Overbeck, Pat Trefzger. "Chaucer's Good Woman." 2 (1967): 75-94.
Chaucer treats his sources for the Legend of Good Women in such a way that the women do not consistently acknowledge divine authority, nor do they respond to human authority. Instead, Chaucer's women act impetuously from lust or love. They are, however, capable of bargaining in such a way as to procure both marriage and money. Finally, the women end their own lives. The noble lady, however, eventually becomes Chaucer's Wife of Bath, focused on the pleasures of sex and the financial benefits to be gained in marriage.
Palomo, Dolores. "The Fate of the Wife of Bath's 'Bad Husbands.'" 9 (1975): 303-19.
More than a diatribe against men, the Wife of Bath's Tale tells of Alisoun's personal experience. The rape in the tale follows the same pattern as her life in that it connotes her own abrupt change from virgin to wife. Ultimately, she suggests that the loss of virginity is a woman's first step towards becoming a Loathly Lady.
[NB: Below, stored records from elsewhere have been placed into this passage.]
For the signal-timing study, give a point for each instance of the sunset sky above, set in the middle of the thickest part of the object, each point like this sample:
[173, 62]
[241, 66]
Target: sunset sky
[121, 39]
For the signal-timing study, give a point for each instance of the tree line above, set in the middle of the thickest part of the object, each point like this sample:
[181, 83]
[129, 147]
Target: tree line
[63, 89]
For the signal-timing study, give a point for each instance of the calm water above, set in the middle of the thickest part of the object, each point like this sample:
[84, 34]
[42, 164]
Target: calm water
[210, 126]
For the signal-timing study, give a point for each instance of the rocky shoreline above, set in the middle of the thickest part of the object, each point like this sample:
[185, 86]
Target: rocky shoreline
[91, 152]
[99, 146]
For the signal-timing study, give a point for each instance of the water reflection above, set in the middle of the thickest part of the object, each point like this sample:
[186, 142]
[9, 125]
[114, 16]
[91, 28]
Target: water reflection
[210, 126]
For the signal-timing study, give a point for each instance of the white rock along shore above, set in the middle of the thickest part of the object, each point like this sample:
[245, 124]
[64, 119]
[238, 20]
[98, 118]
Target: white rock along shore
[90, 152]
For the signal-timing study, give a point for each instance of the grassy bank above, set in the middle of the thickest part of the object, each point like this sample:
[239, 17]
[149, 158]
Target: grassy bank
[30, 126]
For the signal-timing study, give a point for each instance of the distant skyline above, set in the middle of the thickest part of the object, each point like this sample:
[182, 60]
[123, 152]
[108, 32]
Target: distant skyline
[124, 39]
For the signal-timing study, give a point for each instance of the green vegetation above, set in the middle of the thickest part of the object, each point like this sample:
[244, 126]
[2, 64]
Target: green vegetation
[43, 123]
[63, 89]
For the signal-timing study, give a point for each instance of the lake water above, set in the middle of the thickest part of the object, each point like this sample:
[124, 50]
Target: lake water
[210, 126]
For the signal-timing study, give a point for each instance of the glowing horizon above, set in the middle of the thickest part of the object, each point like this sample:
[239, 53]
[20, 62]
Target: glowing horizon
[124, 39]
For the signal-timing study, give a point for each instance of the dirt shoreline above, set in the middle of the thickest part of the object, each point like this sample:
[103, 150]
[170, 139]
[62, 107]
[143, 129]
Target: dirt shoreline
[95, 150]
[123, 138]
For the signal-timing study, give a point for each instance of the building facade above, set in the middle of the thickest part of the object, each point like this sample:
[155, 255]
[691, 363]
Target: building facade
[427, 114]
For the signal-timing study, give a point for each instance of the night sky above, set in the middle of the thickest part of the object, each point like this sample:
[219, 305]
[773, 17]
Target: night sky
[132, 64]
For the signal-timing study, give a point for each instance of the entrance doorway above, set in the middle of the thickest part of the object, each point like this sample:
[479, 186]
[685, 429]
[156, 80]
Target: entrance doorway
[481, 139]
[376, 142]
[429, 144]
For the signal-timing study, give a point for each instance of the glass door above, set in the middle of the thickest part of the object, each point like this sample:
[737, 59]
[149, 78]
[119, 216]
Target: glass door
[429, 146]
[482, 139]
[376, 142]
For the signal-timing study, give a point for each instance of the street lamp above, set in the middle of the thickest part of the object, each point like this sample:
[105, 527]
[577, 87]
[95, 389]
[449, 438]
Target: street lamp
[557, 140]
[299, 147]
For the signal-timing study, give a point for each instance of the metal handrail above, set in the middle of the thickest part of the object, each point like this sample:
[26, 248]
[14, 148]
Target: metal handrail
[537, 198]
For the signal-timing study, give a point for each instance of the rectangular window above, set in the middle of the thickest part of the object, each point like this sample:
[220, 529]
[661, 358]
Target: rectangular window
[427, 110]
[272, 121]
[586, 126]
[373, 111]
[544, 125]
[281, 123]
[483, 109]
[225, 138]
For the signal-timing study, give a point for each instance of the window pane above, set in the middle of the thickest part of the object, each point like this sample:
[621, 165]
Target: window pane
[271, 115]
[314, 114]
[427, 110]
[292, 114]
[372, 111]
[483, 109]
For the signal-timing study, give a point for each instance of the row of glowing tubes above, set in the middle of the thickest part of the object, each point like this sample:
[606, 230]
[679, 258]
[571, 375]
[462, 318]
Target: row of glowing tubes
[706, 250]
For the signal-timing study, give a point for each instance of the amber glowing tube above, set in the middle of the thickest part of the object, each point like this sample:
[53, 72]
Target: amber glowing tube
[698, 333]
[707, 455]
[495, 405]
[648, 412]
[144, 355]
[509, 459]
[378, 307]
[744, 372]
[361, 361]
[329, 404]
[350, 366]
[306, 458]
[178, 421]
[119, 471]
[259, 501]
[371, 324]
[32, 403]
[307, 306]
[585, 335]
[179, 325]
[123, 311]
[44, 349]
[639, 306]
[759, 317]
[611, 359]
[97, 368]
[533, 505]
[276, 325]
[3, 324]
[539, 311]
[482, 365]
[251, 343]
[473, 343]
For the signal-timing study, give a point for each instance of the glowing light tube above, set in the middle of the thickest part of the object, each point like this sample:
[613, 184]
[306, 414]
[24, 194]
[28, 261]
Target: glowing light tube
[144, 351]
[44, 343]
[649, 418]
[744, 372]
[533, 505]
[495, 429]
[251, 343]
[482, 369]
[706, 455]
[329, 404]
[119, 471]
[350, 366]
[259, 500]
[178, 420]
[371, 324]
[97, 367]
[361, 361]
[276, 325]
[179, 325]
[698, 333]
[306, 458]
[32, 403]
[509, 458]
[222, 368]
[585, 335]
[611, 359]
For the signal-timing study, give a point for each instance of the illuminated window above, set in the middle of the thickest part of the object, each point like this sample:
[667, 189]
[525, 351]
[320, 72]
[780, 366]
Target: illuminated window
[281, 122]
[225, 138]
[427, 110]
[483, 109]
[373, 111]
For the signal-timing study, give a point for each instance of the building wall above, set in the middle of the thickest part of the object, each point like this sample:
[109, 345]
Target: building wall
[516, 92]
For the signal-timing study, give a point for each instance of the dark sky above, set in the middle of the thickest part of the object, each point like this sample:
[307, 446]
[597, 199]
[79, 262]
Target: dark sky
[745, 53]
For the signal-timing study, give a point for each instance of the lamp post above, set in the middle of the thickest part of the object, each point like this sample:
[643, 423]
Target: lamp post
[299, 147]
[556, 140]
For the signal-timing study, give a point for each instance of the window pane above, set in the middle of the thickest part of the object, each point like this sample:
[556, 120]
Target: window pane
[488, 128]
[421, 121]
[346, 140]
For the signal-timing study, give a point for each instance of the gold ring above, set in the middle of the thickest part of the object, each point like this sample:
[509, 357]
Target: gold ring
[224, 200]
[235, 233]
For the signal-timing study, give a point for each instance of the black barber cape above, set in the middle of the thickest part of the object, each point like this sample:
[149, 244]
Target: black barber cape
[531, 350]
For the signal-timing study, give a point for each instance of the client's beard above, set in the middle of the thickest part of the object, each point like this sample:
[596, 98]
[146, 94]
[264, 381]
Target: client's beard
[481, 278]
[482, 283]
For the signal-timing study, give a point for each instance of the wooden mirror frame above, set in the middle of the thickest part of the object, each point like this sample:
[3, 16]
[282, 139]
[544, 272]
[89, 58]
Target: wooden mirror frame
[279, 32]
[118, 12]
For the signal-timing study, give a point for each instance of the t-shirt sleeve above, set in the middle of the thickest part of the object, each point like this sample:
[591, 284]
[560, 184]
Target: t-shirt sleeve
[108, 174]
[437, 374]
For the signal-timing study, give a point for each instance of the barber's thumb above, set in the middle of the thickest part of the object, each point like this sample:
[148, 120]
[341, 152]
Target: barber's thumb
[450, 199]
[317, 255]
When she explains the necessity of maintaining superiority in marriage, the Wife shows that she survives psychically by fighting back. The brief mention of her fourth husband and his death emphasizes her position as innocent, injured wife. Her dream can be interpreted, however, to point to the murder of her fourth husband and the gold which Jankyn and she will achieve thereby. Jankyn and Alisoun murdered Alisoun's fourth husband, and Alisoun feels guilty. Jankyn's examples of wicked wives all murder their husbands. The story of Midas is Alisoun's own story: she has confessed the crime to her friend. Alisoun travels to Canterbury as an expression of repentance, and the arguments for the legality of serial marriages are the result of questions which were previously raised about her marriage to Jankyn. Ultimately, Alisoun needs love, and she is a victim of that need.
Rowland, Beryl. "Chaucer's She-Ape (The Parson's Tale, 424)." 2 (1968): 159-65.
The use of the image of the she-ape is unusual for Chaucer, and it carries psychological and moral implications particularly relevant to the sins of pride and lust. The Parson compares the ape's sexual behavior to that of a dandy who wears a short coat and tight-fitting hose, thus evoking a distasteful image of glaring color, and suggesting that the dandy's motivation is sexual pleasure.
Stroud, T. A. "The Palinode, the Narrator, and Pandarus's Alleged Incest." 27 (1992): 16-30.
The Palinode at the end of Troilus and Criseyde has always puzzled critics. The narrator's depiction of Troilus's end draws attention to two possible ways of interpreting the plot, either as "pathetic romance" or as an allegorical "Boethian quest" (18). Identification of the repudiation of earthly love as a palinode allows critics to examine the charge that Pandarus committed incest. Though medieval writers treated unwedded sex as sin, Gower treats incest as a sin in Confessio amantis, neither Boccaccio, Dante, Ovid, nor any of the French fabliau treat incest. Though Pandarus does act as a go-between, he merely asks Criseyde to forgive him the next morning.